The parts in question were unusually tall, so the demonstration began with an improvised touch: a raised mounting setup to give the components enough clearance under the profiler. That small workaround turned into the first proof point — thanks to the system's generous working distance, even bulky parts could be measured with minimal preparation.

From there, the advantages became immediately clear. Parts that would previously have required stitching several measurements together were now captured in a single field of view — faster, and with fewer sources of error.

For larger components that still required stitching, the TrueStitching capability of the Pro.Surf provided a more consistent and reliable measurement workflow.

Another important advantage was the system’s non-contact, objective-less design. Unlike contact-based approaches, it avoids physical contact with sensitive reference elements, helping reduce wear, maintenance effort, and the risk of costly downtime.

Beyond the large field of view, the TopMap Pro.Surf was well suited for real production environments. 

Compared to microscope-based systems, the large working distance made it possible to measure taller or more complex components with minimal preparation and fewer handling constraints.

At the same time, the objective-less system design reduced common risks in daily operation:

• No objective crash risk
• Less cleaning and adjustment effort
• Reduced maintenance-related downtime
• Lower risk of expensive repairs

This made the system not only powerful, but practical for quality, production, and engineering teams.

With the new approach, the team did not only gain speed — they also gained confidence in the measurement data. Results more reliably reflected the actual surface conditions, which was critical when evaluating subtle geometric differences on functional components.

At the same time, faster measurement cycles allowed more parts to be analyzed in a shorter time, enabling broader comparisons and a stronger basis for decision-making.
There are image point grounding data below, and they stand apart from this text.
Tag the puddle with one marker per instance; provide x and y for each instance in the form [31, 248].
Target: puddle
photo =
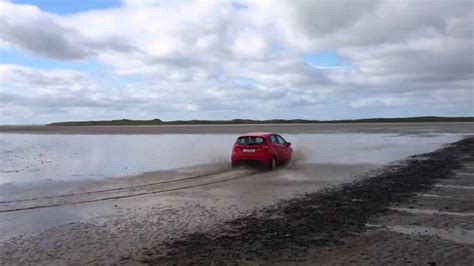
[452, 234]
[46, 158]
[433, 212]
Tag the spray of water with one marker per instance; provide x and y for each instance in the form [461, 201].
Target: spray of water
[298, 158]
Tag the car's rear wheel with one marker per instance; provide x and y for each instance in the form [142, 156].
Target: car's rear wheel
[272, 164]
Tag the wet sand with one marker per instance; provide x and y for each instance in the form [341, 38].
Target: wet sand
[400, 128]
[377, 220]
[304, 213]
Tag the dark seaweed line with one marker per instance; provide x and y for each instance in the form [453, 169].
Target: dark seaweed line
[127, 196]
[114, 189]
[313, 220]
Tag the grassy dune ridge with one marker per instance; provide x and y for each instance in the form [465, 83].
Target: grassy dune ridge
[128, 122]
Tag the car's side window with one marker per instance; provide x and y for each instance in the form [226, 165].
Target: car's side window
[281, 140]
[273, 139]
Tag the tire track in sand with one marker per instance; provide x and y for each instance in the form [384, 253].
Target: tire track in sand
[126, 192]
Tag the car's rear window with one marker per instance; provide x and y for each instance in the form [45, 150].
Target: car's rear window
[249, 140]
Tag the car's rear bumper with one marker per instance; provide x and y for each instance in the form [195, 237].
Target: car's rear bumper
[261, 157]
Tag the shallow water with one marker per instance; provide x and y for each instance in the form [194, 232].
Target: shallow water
[34, 158]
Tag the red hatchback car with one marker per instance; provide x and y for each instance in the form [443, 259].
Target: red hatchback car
[267, 148]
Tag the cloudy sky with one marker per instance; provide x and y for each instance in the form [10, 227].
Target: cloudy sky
[89, 60]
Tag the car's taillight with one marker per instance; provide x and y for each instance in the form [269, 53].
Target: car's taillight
[263, 148]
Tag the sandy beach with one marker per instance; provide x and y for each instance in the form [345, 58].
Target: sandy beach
[401, 128]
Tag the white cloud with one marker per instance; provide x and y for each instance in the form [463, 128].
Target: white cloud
[187, 55]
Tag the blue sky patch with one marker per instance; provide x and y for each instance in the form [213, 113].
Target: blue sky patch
[238, 5]
[245, 81]
[23, 59]
[327, 58]
[70, 7]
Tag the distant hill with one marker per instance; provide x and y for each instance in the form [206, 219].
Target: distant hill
[127, 122]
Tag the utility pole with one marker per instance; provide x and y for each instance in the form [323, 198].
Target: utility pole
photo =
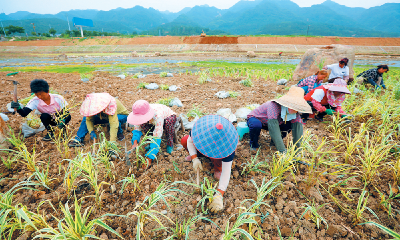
[5, 35]
[34, 27]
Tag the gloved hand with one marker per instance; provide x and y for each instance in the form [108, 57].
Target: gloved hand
[197, 164]
[330, 111]
[217, 204]
[93, 135]
[61, 124]
[112, 155]
[170, 149]
[15, 105]
[134, 145]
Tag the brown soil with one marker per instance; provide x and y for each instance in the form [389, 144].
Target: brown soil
[212, 40]
[286, 208]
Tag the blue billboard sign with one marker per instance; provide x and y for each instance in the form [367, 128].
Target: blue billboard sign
[82, 22]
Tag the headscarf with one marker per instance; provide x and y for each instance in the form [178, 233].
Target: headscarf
[286, 116]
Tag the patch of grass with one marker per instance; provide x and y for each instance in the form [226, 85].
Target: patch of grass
[142, 85]
[164, 101]
[163, 74]
[247, 83]
[233, 94]
[164, 87]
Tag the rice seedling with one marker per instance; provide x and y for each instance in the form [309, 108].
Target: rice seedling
[282, 163]
[242, 219]
[25, 157]
[75, 225]
[9, 160]
[163, 74]
[33, 120]
[207, 192]
[265, 188]
[164, 87]
[386, 203]
[385, 229]
[183, 228]
[86, 76]
[90, 171]
[142, 85]
[144, 211]
[71, 175]
[17, 140]
[253, 165]
[361, 207]
[129, 181]
[247, 83]
[136, 75]
[146, 139]
[396, 170]
[311, 212]
[42, 176]
[320, 161]
[372, 158]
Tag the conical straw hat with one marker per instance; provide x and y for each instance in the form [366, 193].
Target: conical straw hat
[294, 99]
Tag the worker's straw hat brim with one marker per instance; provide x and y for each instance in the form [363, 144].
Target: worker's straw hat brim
[294, 99]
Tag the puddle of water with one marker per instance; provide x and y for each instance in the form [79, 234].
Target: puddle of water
[45, 61]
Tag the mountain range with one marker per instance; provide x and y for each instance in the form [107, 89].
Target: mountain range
[271, 17]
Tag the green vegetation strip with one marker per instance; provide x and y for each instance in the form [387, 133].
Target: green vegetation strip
[69, 68]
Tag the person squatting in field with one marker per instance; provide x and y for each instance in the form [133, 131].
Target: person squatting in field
[339, 70]
[215, 137]
[279, 117]
[309, 83]
[100, 108]
[327, 99]
[157, 118]
[51, 106]
[374, 76]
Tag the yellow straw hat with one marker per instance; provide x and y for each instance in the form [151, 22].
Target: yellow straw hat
[294, 99]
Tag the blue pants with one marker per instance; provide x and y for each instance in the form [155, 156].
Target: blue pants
[82, 131]
[255, 127]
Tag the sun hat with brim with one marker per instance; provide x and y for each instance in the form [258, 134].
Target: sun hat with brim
[141, 113]
[294, 99]
[339, 85]
[95, 103]
[215, 136]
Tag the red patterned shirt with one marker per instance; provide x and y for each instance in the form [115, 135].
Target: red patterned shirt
[270, 110]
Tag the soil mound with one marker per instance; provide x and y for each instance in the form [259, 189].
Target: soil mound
[211, 40]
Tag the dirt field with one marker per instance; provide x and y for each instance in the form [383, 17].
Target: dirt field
[285, 210]
[212, 40]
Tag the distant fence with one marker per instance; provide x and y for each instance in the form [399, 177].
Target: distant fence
[260, 48]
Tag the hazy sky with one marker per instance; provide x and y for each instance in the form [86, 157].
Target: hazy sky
[55, 6]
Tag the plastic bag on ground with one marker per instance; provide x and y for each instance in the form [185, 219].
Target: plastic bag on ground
[173, 88]
[12, 109]
[152, 86]
[227, 113]
[28, 131]
[222, 94]
[242, 112]
[175, 102]
[356, 90]
[282, 82]
[186, 123]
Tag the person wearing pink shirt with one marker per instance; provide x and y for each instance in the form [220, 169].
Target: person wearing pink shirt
[51, 106]
[156, 118]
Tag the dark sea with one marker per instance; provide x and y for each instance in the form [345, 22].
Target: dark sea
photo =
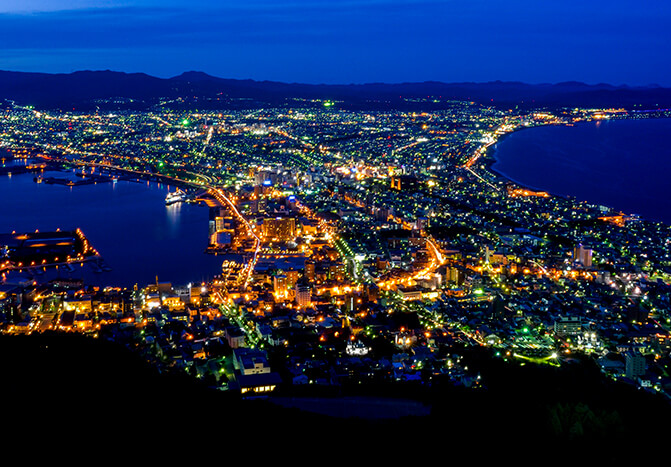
[137, 235]
[623, 164]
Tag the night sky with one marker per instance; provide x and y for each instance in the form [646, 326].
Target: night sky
[319, 41]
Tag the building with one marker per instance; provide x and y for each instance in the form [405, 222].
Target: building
[303, 295]
[404, 183]
[568, 326]
[279, 228]
[634, 364]
[583, 255]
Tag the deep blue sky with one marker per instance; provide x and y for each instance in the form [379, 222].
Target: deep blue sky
[346, 41]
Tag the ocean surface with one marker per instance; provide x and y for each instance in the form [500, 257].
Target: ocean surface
[137, 235]
[624, 164]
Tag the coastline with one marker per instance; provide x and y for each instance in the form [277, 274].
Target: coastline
[491, 157]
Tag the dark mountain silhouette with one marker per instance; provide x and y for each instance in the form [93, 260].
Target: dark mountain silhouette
[88, 89]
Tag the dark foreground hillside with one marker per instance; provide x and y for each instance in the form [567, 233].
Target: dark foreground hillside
[81, 394]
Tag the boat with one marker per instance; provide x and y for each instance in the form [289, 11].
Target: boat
[175, 197]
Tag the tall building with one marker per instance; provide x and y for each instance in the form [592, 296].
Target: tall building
[280, 228]
[582, 255]
[303, 295]
[634, 364]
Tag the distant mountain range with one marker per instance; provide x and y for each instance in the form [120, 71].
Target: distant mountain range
[110, 89]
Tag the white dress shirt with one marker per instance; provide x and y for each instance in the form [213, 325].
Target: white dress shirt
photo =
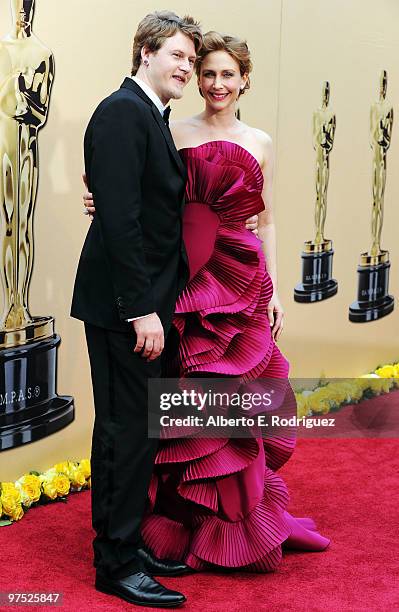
[161, 107]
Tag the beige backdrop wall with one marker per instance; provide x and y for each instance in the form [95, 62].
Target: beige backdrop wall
[296, 45]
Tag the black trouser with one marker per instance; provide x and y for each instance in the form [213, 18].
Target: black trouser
[122, 455]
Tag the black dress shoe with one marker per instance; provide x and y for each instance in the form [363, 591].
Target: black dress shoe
[161, 567]
[140, 589]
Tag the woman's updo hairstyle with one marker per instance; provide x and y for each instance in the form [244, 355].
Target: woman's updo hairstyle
[234, 46]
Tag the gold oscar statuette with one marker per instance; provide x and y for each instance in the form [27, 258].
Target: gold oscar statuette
[29, 406]
[374, 300]
[317, 256]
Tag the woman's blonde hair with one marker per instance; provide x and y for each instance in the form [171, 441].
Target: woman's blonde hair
[234, 46]
[156, 27]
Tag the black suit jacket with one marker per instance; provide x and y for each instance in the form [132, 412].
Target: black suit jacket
[133, 260]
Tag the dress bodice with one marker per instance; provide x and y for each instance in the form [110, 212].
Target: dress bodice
[227, 177]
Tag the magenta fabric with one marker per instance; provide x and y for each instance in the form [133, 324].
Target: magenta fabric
[220, 502]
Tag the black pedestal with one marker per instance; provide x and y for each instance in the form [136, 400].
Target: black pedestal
[373, 301]
[30, 408]
[317, 283]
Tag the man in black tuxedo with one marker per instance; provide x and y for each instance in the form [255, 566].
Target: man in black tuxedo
[130, 271]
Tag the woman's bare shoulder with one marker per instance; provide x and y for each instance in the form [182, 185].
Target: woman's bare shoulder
[182, 130]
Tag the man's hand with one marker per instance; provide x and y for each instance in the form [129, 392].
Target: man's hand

Instead of spending time on complex setups, stitching workflows, or repeated measurements, engineers could focus on the actual question:

What is different between parts that pass and parts that fail?

This combination of improved measurement quality and higher throughput enabled a more efficient, data-driven approach to root cause analysis.

The benefits were clear:

• More reliable representation of real surface conditions
• Faster comparison of good and failed parts
• Ability to analyze larger sample sets
• More confidence in measurement results
• Shorter analysis loops

A clearer path toward identifying the root cause 

On high-precision parts like those inside heavy-duty engines, the smallest geometric differences can decide whether a component survives in the field or fails. That is exactly why a more-than-50% failure rate, with no clear cause, became the single biggest reason this team chose to act.

With a measurement approach that finally revealed what their previous systems could not, they could compare good and failed parts side by side, analyze far more samples in less time, and base decisions on data they trusted. Reliable surface measurement stopped being an isolated quality check and became a key to understanding why the part behaved the way it did.

By making measurements faster, reducing uncertainty, and turning complex parts into clear data, the TopMap Pro.Surf helped the team move from “we don’t know why” to a confident path toward the root cause. Because in the end, it is about measuring what matters.